My first boat I built back in 06 modified the plans (lengthened the boat and put a V in the frames back to the transome.)
Glen-L TNT.....

A slide show and video of the boat....
http://www.muskokaseaflea.ca/flash/Crawford2010/archive.htm


----------



## firemedic (Dec 26, 2010)

That is pretty dang cool! Great job!

~tom


----------



## mdntrdr (Dec 22, 2009)

Very cool boat! :thumbsup:

Looks like alot of fun.

Videos are awesome. :smile:


----------



## Kenbo (Sep 16, 2008)

wow, and I'm worried about making a 22" model. Very nice work.


----------



## johnep (Apr 12, 2007)

Tremendous. watching the videos, I thought sure would flip over at any time. Trust you have flotation bags.
johnep


----------



## Geoguy (Feb 22, 2008)

WOW! Just Wow! That is darn cool. Good Job!

I'm in the presence of greatness. Makes my little furniture projects pale in comparison.
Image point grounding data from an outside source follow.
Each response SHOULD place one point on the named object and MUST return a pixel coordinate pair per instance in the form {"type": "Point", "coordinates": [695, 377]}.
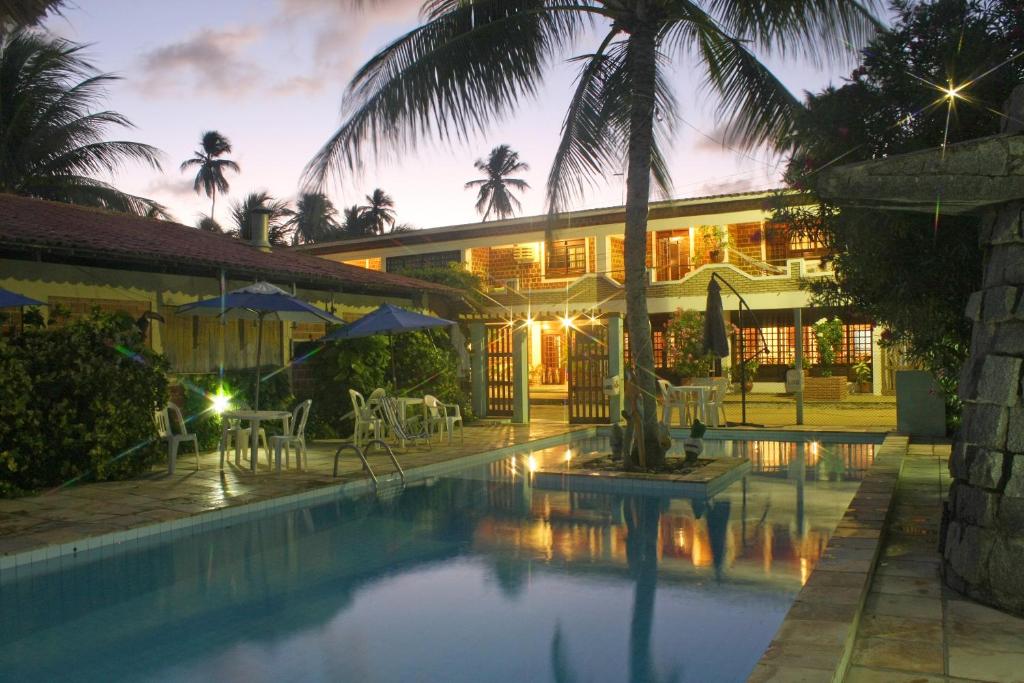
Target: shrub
{"type": "Point", "coordinates": [274, 394]}
{"type": "Point", "coordinates": [684, 335]}
{"type": "Point", "coordinates": [78, 401]}
{"type": "Point", "coordinates": [425, 363]}
{"type": "Point", "coordinates": [828, 336]}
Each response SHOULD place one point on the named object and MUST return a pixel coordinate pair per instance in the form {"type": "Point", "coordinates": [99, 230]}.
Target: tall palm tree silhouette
{"type": "Point", "coordinates": [210, 174]}
{"type": "Point", "coordinates": [469, 63]}
{"type": "Point", "coordinates": [314, 219]}
{"type": "Point", "coordinates": [378, 212]}
{"type": "Point", "coordinates": [496, 189]}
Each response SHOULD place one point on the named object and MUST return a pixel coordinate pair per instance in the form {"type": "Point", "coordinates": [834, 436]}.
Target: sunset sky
{"type": "Point", "coordinates": [270, 74]}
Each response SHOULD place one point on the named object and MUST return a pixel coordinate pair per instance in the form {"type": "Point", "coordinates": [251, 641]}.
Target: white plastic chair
{"type": "Point", "coordinates": [672, 400]}
{"type": "Point", "coordinates": [166, 426]}
{"type": "Point", "coordinates": [444, 416]}
{"type": "Point", "coordinates": [296, 436]}
{"type": "Point", "coordinates": [366, 422]}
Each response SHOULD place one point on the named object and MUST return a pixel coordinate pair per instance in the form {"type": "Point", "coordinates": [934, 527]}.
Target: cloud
{"type": "Point", "coordinates": [211, 61]}
{"type": "Point", "coordinates": [168, 185]}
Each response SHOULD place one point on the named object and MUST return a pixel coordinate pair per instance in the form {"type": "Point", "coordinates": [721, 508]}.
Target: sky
{"type": "Point", "coordinates": [269, 75]}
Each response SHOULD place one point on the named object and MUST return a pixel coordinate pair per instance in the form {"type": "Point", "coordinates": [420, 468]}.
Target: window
{"type": "Point", "coordinates": [435, 260]}
{"type": "Point", "coordinates": [566, 258]}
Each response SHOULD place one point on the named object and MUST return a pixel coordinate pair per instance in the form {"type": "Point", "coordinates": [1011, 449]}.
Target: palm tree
{"type": "Point", "coordinates": [210, 176]}
{"type": "Point", "coordinates": [353, 223]}
{"type": "Point", "coordinates": [208, 224]}
{"type": "Point", "coordinates": [51, 137]}
{"type": "Point", "coordinates": [470, 63]}
{"type": "Point", "coordinates": [314, 219]}
{"type": "Point", "coordinates": [379, 212]}
{"type": "Point", "coordinates": [279, 225]}
{"type": "Point", "coordinates": [496, 195]}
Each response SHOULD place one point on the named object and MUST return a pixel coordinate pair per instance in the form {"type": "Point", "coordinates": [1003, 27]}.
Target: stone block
{"type": "Point", "coordinates": [1005, 577]}
{"type": "Point", "coordinates": [974, 506]}
{"type": "Point", "coordinates": [985, 425]}
{"type": "Point", "coordinates": [973, 311]}
{"type": "Point", "coordinates": [1008, 338]}
{"type": "Point", "coordinates": [1000, 303]}
{"type": "Point", "coordinates": [1015, 429]}
{"type": "Point", "coordinates": [1000, 380]}
{"type": "Point", "coordinates": [1014, 486]}
{"type": "Point", "coordinates": [986, 469]}
{"type": "Point", "coordinates": [967, 549]}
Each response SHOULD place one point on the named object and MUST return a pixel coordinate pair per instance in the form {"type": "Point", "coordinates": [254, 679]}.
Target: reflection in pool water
{"type": "Point", "coordinates": [472, 578]}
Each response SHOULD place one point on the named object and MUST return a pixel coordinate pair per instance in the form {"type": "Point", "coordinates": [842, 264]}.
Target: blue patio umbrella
{"type": "Point", "coordinates": [258, 302]}
{"type": "Point", "coordinates": [387, 319]}
{"type": "Point", "coordinates": [10, 299]}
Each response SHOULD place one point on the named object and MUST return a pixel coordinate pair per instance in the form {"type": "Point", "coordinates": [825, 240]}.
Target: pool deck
{"type": "Point", "coordinates": [875, 609]}
{"type": "Point", "coordinates": [33, 525]}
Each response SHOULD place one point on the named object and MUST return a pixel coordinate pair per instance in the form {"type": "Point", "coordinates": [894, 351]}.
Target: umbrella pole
{"type": "Point", "coordinates": [259, 351]}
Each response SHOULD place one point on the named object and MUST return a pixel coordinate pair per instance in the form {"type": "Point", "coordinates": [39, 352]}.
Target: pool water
{"type": "Point", "coordinates": [475, 577]}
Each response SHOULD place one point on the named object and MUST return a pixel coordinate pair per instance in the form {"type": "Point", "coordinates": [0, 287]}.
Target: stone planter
{"type": "Point", "coordinates": [824, 388]}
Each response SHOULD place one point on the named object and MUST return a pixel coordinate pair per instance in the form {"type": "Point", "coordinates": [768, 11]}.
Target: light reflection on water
{"type": "Point", "coordinates": [475, 578]}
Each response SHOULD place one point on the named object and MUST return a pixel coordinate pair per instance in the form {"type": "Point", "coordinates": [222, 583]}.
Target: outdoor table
{"type": "Point", "coordinates": [254, 418]}
{"type": "Point", "coordinates": [699, 392]}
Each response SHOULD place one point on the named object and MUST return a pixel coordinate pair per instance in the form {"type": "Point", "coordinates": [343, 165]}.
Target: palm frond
{"type": "Point", "coordinates": [468, 66]}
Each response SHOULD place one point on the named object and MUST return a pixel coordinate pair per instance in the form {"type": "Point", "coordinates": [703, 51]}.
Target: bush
{"type": "Point", "coordinates": [274, 394]}
{"type": "Point", "coordinates": [78, 401]}
{"type": "Point", "coordinates": [425, 363]}
{"type": "Point", "coordinates": [684, 335]}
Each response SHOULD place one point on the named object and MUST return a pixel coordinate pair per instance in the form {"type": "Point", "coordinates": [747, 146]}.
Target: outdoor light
{"type": "Point", "coordinates": [220, 401]}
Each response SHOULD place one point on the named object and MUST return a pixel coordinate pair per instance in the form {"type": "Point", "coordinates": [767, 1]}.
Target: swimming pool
{"type": "Point", "coordinates": [476, 575]}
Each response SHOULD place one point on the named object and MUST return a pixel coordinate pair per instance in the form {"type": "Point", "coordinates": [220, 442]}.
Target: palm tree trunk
{"type": "Point", "coordinates": [642, 73]}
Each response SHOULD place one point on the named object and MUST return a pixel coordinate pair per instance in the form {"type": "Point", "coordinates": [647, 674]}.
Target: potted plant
{"type": "Point", "coordinates": [684, 338]}
{"type": "Point", "coordinates": [862, 372]}
{"type": "Point", "coordinates": [713, 240]}
{"type": "Point", "coordinates": [750, 371]}
{"type": "Point", "coordinates": [827, 337]}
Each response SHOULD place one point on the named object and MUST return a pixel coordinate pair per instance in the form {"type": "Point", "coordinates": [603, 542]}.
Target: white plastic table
{"type": "Point", "coordinates": [254, 418]}
{"type": "Point", "coordinates": [700, 393]}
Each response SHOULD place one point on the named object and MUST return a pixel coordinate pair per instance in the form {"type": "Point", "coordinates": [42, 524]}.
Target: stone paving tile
{"type": "Point", "coordinates": [974, 642]}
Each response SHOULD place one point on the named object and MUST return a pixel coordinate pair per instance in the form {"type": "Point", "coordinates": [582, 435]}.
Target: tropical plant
{"type": "Point", "coordinates": [278, 222]}
{"type": "Point", "coordinates": [51, 134]}
{"type": "Point", "coordinates": [470, 63]}
{"type": "Point", "coordinates": [208, 224]}
{"type": "Point", "coordinates": [353, 222]}
{"type": "Point", "coordinates": [684, 335]}
{"type": "Point", "coordinates": [496, 195]}
{"type": "Point", "coordinates": [378, 213]}
{"type": "Point", "coordinates": [211, 168]}
{"type": "Point", "coordinates": [85, 393]}
{"type": "Point", "coordinates": [314, 219]}
{"type": "Point", "coordinates": [15, 13]}
{"type": "Point", "coordinates": [827, 337]}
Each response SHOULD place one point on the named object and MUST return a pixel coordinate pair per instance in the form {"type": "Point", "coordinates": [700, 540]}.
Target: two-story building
{"type": "Point", "coordinates": [559, 274]}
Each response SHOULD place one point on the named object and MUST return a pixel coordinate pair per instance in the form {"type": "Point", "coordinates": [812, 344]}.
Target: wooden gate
{"type": "Point", "coordinates": [499, 371]}
{"type": "Point", "coordinates": [588, 367]}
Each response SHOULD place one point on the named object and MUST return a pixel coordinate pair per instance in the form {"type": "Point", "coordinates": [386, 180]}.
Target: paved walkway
{"type": "Point", "coordinates": [93, 509]}
{"type": "Point", "coordinates": [912, 628]}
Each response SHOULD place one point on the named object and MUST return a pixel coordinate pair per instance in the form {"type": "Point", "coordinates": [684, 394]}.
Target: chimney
{"type": "Point", "coordinates": [259, 219]}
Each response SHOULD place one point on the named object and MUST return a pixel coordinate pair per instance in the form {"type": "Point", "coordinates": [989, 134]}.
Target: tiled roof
{"type": "Point", "coordinates": [66, 231]}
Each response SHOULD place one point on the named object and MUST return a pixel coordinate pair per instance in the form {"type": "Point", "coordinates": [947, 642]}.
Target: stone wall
{"type": "Point", "coordinates": [984, 535]}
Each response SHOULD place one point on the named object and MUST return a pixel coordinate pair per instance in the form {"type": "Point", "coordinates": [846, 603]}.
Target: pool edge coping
{"type": "Point", "coordinates": [40, 560]}
{"type": "Point", "coordinates": [861, 517]}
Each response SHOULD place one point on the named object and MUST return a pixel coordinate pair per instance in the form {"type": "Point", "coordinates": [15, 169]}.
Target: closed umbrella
{"type": "Point", "coordinates": [387, 319]}
{"type": "Point", "coordinates": [716, 339]}
{"type": "Point", "coordinates": [258, 302]}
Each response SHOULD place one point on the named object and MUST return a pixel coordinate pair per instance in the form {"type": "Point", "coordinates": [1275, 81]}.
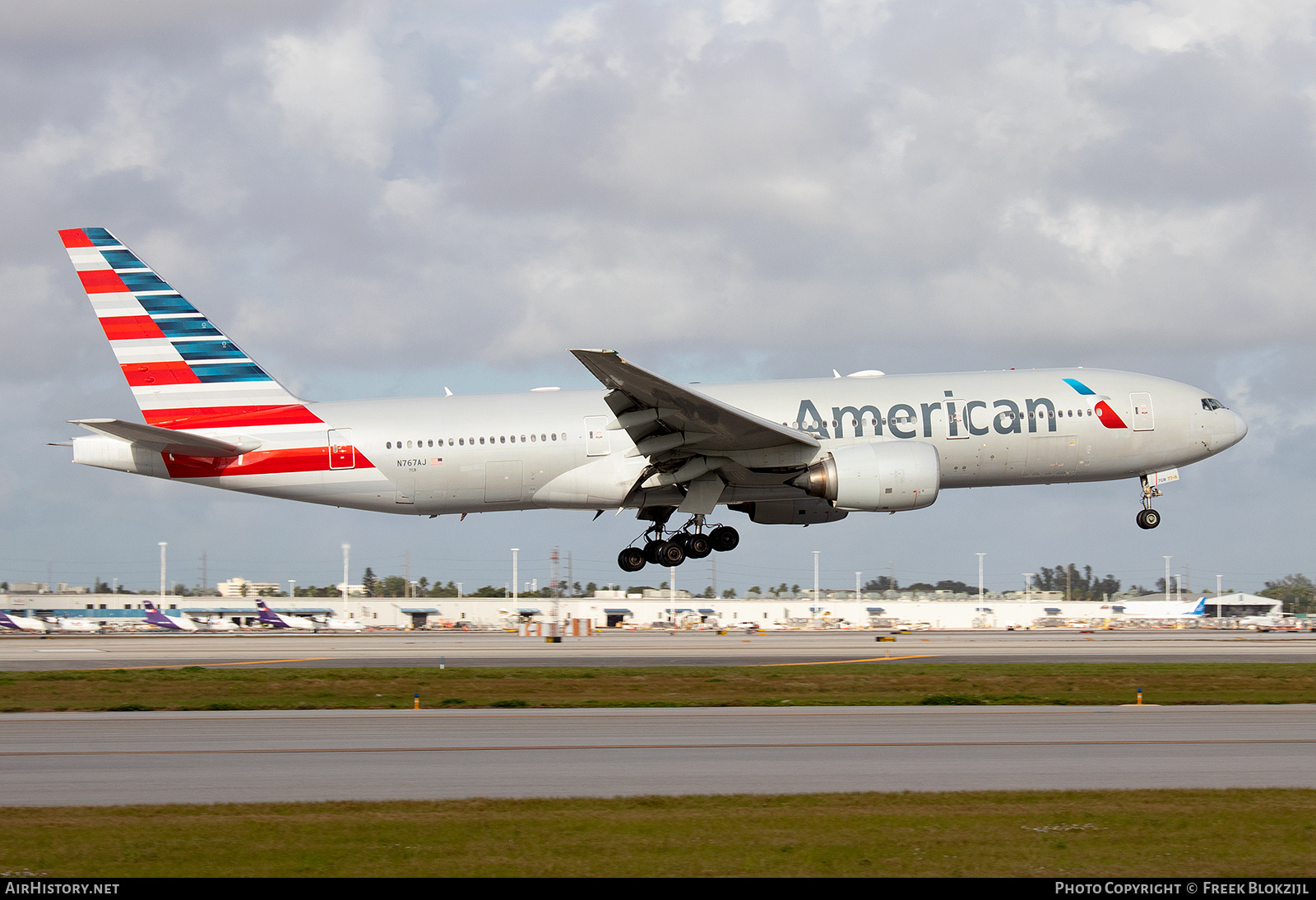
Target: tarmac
{"type": "Point", "coordinates": [618, 647]}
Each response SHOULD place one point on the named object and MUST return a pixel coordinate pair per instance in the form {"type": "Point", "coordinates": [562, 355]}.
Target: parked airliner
{"type": "Point", "coordinates": [282, 620]}
{"type": "Point", "coordinates": [16, 623]}
{"type": "Point", "coordinates": [793, 452]}
{"type": "Point", "coordinates": [155, 616]}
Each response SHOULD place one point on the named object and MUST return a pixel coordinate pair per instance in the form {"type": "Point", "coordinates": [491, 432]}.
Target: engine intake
{"type": "Point", "coordinates": [877, 476]}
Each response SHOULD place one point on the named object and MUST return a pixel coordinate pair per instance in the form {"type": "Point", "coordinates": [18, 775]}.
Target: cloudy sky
{"type": "Point", "coordinates": [383, 199]}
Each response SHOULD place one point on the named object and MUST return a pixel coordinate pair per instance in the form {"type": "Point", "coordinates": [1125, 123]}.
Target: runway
{"type": "Point", "coordinates": [25, 653]}
{"type": "Point", "coordinates": [202, 757]}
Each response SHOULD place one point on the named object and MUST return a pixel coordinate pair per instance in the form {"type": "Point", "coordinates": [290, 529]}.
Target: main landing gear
{"type": "Point", "coordinates": [688, 542]}
{"type": "Point", "coordinates": [1149, 517]}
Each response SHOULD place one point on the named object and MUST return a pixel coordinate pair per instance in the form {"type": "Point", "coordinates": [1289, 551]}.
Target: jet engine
{"type": "Point", "coordinates": [878, 476]}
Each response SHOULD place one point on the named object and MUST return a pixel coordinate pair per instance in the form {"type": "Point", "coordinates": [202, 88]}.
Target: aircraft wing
{"type": "Point", "coordinates": [703, 424]}
{"type": "Point", "coordinates": [164, 440]}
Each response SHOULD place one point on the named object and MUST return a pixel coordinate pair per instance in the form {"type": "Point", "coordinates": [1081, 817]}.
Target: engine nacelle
{"type": "Point", "coordinates": [806, 511]}
{"type": "Point", "coordinates": [877, 476]}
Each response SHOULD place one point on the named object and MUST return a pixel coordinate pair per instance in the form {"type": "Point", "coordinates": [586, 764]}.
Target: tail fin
{"type": "Point", "coordinates": [269, 616]}
{"type": "Point", "coordinates": [155, 617]}
{"type": "Point", "coordinates": [184, 373]}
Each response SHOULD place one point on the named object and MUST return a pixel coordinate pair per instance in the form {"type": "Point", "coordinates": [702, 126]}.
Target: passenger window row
{"type": "Point", "coordinates": [462, 443]}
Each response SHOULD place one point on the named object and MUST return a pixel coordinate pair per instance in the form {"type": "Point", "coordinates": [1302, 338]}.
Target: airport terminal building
{"type": "Point", "coordinates": [679, 610]}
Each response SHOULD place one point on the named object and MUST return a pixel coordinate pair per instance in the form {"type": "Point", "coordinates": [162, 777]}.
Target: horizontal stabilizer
{"type": "Point", "coordinates": [164, 440]}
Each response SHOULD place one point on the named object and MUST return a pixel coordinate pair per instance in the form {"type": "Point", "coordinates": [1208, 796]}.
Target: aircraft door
{"type": "Point", "coordinates": [957, 428]}
{"type": "Point", "coordinates": [596, 436]}
{"type": "Point", "coordinates": [342, 454]}
{"type": "Point", "coordinates": [1142, 420]}
{"type": "Point", "coordinates": [405, 485]}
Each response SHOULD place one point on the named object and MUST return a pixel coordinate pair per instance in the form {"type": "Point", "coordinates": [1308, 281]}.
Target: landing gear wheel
{"type": "Point", "coordinates": [671, 554]}
{"type": "Point", "coordinates": [724, 537]}
{"type": "Point", "coordinates": [697, 546]}
{"type": "Point", "coordinates": [632, 559]}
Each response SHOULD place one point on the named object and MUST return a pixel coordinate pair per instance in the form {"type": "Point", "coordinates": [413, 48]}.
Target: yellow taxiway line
{"type": "Point", "coordinates": [839, 662]}
{"type": "Point", "coordinates": [253, 662]}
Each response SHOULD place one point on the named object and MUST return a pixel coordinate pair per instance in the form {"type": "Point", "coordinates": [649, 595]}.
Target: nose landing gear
{"type": "Point", "coordinates": [1149, 517]}
{"type": "Point", "coordinates": [688, 542]}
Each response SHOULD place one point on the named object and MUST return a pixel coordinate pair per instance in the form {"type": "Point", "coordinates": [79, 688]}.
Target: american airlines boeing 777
{"type": "Point", "coordinates": [795, 452]}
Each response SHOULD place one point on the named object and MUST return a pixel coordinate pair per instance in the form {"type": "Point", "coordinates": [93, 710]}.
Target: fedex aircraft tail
{"type": "Point", "coordinates": [184, 371]}
{"type": "Point", "coordinates": [155, 616]}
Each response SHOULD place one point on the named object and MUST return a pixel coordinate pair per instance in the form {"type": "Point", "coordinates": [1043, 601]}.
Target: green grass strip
{"type": "Point", "coordinates": [1033, 833]}
{"type": "Point", "coordinates": [679, 686]}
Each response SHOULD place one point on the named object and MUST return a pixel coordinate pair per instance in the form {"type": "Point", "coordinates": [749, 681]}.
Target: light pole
{"type": "Point", "coordinates": [346, 549]}
{"type": "Point", "coordinates": [816, 594]}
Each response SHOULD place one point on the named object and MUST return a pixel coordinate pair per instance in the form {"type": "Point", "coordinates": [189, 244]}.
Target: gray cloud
{"type": "Point", "coordinates": [394, 197]}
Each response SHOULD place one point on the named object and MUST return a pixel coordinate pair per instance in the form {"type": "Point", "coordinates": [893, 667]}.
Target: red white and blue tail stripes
{"type": "Point", "coordinates": [184, 371]}
{"type": "Point", "coordinates": [1105, 414]}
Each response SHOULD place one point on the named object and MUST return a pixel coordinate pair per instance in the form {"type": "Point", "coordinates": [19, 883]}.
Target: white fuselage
{"type": "Point", "coordinates": [552, 449]}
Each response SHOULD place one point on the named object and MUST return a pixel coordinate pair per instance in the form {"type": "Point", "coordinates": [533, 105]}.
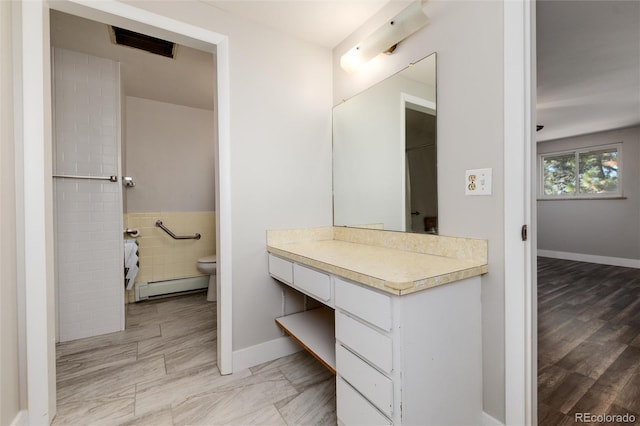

I'm inspired now!


----------



## 240sxguy (Sep 13, 2010)

Nice work, very impressive!!!


----------



## BWSmith (Aug 24, 2010)

"Too much fun"?BW


----------



## frankp (Oct 29, 2007)

Looks like a fun little boat. Fantastic paint job too!


----------



## ihackwood (Sep 5, 2009)

one of these days i am gonna do the same thing motor and all, i was wondering if a jet ski motor would work thanks for confirming it ,

how hard was it to make the motor work? anything needed as in custom cnc work or is it fairly easy?

yours came out very nice , sounds quiet also


----------



## awoodman (Dec 15, 2010)

Thanks guys I got tired of building boxes (I mean cabinets and furniture) for lets see.. since 1980 so I decided to build a boat...It was a challenge... A few guys are building wood runabouts with jetski drives...
http://www.glen-l.com/phpBB2/viewforum.php?f=23


----------



## Lost58 (Aug 26, 2015)

I hope to build one of these one day 

could use help some time

newby woodworker


----------